For over 800 years, SN 1181, a supernova that lit up the sky in the year 1181 AD, remained an enigma to astronomers. Historical records from Chinese and Japanese astronomers describe the appearance of this “guest star,” which shone brightly for 185 days near the constellation Cassiopeia. However, the remnants of this cosmic event have only recently been pinpointed, thanks to advanced astronomical techniques and historical research. The remnants are now linked to a rare type of supernova, resulting in the formation of a “zombie star,” defying our understanding of stellar death.
At the heart of this discovery lies an unusual celestial body—a white dwarf that survived the violent explosion of two colliding stars. This collision, which occurred 10,900 years ago, created an incomplete thermonuclear explosion, categorized as a Type Iax supernova. Unlike typical supernovae that obliterate everything in their wake, this event left behind a “zombie star”—a still-burning remnant surrounded by a vast nebula of gas and dust. What makes this star truly fascinating is that it continues to emit stellar wind, something astronomers did not expect to see.
Researchers using the European Space Agency’s XMM-Newton telescope and NASA’s Chandra X-ray Observatory observed two distinct shock regions in the nebula: an outer shock caused by the initial explosion and a more recent inner shock that points to ongoing stellar activity. This led to the unexpected discovery of stellar wind emanating from the zombie star’s surface. Remarkably, this high-speed wind only began within the past 30 years, long after the supernova explosion.
The discovery of SN 1181 and its zombie star offers a rare opportunity to study an event that bridges history and modern astrophysics.

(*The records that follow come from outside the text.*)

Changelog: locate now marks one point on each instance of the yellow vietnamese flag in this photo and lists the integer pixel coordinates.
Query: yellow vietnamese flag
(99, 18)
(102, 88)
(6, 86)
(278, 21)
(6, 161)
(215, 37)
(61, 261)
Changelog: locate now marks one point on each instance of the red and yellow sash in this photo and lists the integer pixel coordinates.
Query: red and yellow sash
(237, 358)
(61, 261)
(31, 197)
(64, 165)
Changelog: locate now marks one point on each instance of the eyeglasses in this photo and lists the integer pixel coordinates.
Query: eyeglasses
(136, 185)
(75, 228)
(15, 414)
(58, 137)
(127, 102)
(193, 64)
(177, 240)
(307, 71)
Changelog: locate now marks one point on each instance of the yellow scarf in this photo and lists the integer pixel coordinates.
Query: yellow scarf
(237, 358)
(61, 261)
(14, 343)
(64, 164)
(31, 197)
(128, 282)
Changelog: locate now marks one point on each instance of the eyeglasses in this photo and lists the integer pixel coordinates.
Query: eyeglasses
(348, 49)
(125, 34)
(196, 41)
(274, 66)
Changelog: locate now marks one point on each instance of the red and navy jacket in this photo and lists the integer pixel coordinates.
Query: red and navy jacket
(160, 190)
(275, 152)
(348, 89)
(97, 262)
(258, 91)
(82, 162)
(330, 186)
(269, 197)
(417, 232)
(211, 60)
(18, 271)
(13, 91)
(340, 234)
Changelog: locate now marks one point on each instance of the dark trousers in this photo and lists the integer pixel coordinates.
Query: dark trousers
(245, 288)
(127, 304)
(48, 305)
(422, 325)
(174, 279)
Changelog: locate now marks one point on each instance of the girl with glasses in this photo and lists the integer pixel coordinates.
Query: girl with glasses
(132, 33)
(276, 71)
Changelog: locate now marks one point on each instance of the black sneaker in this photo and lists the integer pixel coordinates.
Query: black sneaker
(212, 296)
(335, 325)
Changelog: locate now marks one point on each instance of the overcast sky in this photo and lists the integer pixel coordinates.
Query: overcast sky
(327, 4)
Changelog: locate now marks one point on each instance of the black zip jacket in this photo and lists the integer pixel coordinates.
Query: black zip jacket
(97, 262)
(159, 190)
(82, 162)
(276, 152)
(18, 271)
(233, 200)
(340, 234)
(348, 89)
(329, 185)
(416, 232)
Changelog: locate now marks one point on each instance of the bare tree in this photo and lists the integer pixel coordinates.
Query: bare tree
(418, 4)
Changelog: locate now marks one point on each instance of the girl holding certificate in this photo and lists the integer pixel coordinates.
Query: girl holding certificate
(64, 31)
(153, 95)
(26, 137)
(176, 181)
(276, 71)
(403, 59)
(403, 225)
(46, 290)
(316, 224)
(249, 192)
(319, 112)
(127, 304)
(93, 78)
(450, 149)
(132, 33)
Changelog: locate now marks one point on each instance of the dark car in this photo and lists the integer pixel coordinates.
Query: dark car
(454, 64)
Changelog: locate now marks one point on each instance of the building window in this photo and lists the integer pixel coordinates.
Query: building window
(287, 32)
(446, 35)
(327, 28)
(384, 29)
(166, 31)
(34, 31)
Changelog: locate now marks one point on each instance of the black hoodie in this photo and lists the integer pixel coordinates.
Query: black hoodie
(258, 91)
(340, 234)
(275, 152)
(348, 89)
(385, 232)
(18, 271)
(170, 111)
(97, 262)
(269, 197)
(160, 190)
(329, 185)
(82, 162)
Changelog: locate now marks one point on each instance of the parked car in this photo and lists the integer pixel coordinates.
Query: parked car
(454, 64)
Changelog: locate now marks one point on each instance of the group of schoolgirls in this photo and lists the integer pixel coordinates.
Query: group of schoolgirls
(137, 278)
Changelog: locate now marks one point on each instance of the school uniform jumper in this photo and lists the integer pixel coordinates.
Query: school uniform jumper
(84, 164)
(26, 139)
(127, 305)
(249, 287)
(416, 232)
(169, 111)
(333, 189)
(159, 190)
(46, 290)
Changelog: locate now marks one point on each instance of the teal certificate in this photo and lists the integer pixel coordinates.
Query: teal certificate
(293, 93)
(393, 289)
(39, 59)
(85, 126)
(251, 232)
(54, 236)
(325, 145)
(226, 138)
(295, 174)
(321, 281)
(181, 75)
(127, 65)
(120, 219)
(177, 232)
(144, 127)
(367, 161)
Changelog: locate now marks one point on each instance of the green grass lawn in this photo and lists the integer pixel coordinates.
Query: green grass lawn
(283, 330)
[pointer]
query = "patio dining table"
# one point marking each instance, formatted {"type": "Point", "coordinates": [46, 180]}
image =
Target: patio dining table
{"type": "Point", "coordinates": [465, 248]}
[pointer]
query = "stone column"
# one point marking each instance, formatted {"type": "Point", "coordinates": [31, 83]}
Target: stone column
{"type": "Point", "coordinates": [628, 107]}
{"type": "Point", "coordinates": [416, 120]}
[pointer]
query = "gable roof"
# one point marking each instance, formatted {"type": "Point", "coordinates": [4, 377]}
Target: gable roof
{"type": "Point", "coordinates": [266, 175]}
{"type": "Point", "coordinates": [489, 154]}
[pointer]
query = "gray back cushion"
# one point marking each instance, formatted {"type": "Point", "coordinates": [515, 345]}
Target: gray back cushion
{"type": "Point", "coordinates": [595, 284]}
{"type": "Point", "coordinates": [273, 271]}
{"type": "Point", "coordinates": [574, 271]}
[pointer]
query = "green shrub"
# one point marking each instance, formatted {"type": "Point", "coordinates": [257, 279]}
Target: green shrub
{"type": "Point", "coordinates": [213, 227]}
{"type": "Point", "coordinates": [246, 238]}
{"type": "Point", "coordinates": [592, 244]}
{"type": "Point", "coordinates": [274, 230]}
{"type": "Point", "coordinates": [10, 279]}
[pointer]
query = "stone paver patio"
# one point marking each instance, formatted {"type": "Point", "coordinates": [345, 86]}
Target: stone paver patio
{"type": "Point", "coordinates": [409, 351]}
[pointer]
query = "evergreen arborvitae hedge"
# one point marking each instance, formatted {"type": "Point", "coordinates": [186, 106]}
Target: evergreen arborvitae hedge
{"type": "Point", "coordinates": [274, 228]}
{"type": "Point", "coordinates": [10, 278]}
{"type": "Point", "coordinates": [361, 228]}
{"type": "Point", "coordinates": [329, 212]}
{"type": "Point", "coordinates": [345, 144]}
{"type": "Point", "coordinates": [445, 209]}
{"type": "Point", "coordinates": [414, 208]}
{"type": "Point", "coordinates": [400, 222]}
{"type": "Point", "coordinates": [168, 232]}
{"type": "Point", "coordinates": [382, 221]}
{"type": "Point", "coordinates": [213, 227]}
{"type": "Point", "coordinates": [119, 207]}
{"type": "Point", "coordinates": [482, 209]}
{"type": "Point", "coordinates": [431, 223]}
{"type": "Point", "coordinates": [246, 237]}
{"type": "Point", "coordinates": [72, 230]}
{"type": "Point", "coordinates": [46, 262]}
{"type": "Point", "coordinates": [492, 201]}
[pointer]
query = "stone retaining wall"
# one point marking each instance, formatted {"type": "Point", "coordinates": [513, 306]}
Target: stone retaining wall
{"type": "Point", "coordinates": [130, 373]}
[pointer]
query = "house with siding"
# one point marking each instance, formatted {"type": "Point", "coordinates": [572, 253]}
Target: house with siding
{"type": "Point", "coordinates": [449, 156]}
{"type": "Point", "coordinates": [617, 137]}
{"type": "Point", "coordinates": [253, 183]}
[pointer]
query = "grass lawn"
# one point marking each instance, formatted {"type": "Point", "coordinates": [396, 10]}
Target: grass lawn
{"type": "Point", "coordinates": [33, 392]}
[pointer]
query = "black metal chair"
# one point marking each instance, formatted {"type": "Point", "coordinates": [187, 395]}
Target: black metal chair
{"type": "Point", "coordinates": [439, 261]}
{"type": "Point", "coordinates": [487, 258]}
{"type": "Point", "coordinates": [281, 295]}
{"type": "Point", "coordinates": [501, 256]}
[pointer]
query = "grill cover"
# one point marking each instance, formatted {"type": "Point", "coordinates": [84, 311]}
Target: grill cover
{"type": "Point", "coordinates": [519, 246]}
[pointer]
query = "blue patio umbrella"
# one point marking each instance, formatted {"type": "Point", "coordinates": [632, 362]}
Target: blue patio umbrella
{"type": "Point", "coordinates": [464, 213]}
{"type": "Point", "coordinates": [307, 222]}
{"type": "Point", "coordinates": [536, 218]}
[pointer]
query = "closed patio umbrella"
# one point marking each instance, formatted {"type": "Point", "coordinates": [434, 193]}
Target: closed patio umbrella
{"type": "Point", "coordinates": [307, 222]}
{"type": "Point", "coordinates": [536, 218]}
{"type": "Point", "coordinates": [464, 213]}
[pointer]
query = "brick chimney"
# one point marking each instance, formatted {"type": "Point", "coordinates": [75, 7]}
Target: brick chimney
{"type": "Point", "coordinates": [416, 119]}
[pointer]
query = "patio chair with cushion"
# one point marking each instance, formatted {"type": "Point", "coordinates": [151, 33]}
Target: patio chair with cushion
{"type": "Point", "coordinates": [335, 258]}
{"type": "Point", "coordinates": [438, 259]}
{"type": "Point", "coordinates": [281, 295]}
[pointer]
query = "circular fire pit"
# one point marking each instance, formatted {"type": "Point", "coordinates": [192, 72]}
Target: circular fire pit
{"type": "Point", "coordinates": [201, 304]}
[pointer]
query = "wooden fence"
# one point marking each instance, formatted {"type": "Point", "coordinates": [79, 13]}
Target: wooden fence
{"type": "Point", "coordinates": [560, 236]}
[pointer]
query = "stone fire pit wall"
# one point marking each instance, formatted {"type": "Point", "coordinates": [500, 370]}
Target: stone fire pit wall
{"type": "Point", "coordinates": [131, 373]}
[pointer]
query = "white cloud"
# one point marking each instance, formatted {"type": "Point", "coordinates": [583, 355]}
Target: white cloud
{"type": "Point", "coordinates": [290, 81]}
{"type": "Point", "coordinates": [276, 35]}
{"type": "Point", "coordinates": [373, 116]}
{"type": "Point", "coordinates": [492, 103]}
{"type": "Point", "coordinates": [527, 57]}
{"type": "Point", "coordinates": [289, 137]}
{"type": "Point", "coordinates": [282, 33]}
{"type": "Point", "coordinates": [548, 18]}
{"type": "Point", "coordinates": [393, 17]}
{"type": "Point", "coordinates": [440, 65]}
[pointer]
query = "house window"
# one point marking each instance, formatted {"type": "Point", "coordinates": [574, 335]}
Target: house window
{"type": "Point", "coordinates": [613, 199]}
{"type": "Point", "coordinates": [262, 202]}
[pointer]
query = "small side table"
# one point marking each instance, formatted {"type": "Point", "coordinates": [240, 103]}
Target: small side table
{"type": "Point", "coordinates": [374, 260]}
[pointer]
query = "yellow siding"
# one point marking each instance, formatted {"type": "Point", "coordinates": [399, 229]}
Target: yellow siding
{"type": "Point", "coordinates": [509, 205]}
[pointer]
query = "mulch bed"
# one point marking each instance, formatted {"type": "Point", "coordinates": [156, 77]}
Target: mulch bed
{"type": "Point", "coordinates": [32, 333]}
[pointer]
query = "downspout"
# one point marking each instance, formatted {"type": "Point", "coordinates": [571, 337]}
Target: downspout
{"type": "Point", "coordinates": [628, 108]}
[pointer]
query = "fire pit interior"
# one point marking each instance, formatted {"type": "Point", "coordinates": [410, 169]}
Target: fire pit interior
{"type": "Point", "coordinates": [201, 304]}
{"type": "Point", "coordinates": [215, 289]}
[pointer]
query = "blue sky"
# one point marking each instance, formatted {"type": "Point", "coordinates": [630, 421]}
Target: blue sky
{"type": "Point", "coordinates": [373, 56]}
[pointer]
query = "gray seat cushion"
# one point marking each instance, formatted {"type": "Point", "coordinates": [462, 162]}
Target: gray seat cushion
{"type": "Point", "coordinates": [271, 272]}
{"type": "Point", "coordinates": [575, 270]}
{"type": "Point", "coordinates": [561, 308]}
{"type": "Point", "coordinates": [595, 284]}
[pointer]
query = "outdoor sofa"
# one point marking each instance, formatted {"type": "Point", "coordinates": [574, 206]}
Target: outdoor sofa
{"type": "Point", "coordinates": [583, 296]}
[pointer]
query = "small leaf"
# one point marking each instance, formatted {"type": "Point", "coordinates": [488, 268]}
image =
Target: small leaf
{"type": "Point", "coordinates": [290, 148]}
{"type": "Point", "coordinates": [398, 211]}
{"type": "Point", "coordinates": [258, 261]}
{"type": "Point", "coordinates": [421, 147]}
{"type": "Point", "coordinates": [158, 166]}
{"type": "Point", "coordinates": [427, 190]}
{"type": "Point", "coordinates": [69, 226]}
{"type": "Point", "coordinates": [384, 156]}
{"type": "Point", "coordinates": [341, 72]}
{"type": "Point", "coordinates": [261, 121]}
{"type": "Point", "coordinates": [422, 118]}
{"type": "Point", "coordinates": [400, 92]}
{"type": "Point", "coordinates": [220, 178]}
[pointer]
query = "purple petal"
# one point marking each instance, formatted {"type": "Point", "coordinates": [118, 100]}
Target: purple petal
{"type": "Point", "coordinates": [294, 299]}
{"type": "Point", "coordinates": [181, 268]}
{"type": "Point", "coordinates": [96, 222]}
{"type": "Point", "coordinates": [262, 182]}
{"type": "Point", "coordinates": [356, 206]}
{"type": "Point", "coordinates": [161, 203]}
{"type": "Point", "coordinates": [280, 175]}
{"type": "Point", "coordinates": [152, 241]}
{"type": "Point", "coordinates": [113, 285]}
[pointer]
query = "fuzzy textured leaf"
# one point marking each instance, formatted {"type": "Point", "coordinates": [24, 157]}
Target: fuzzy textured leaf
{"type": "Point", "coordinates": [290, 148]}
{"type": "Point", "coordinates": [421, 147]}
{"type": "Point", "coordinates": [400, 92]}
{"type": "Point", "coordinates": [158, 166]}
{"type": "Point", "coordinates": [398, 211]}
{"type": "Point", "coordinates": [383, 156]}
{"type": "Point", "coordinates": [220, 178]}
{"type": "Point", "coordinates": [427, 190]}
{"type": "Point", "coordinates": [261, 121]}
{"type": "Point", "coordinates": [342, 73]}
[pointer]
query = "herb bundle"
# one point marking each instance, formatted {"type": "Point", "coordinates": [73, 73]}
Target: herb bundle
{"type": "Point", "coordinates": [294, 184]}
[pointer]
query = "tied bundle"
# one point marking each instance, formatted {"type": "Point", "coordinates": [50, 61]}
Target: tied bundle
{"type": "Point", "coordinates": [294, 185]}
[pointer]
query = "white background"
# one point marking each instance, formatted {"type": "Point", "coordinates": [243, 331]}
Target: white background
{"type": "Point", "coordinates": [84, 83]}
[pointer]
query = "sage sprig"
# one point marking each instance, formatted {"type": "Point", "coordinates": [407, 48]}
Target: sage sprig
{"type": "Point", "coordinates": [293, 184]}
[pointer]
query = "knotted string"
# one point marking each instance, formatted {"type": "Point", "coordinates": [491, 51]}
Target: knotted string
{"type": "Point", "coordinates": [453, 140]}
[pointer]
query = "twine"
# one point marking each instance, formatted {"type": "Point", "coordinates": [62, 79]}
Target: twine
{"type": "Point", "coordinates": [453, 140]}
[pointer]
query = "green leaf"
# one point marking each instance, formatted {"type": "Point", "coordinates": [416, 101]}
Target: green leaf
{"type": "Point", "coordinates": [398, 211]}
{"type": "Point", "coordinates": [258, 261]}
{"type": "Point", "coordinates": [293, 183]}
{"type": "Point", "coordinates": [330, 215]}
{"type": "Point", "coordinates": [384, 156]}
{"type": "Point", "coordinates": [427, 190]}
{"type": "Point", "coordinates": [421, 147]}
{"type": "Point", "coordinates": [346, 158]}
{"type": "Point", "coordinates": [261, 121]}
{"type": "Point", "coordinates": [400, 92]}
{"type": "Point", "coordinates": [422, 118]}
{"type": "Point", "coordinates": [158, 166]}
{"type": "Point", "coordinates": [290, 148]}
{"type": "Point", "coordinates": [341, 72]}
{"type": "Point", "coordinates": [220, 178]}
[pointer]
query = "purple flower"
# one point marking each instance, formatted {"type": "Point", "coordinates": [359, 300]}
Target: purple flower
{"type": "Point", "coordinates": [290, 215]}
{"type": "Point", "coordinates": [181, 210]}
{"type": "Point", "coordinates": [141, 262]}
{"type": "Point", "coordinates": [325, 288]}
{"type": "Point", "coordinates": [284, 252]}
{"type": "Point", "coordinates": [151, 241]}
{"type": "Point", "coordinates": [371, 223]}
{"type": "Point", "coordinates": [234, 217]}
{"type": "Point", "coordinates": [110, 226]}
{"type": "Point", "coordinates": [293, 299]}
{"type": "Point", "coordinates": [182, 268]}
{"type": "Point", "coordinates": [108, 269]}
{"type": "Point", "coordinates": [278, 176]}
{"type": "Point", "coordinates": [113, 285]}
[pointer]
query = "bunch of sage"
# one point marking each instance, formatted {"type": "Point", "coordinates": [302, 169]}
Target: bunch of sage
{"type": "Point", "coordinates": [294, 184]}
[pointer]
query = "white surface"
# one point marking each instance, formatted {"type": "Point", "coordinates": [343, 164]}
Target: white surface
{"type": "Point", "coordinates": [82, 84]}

The white dwarf at the center of this nebula is one of the hottest in the Milky Way, reaching temperatures of over 200,000 degrees Celsius. This star, surrounded by a nebula 16 light-years wide, provides a unique laboratory for understanding the life cycles of stars and the role they play in creating the elements essential to planetary formation.
Scientists believe studying SN 1181 could unlock answers about how elements heavier than iron, such as those found on Earth, are formed during these rare Type Iax supernovae. The event also underscores the importance of combining ancient observational records with modern technology to deepen our understanding of the cosmos.
Astronomers aren’t done with SN 1181 yet. Ongoing and future studies using the Very Large Array radio telescopes and the Subaru Telescope aim to uncover even more secrets of this ancient supernova remnant. These investigations could shed light on the peculiar nature of Type Iax supernovae and help astronomers refine models of stellar evolution.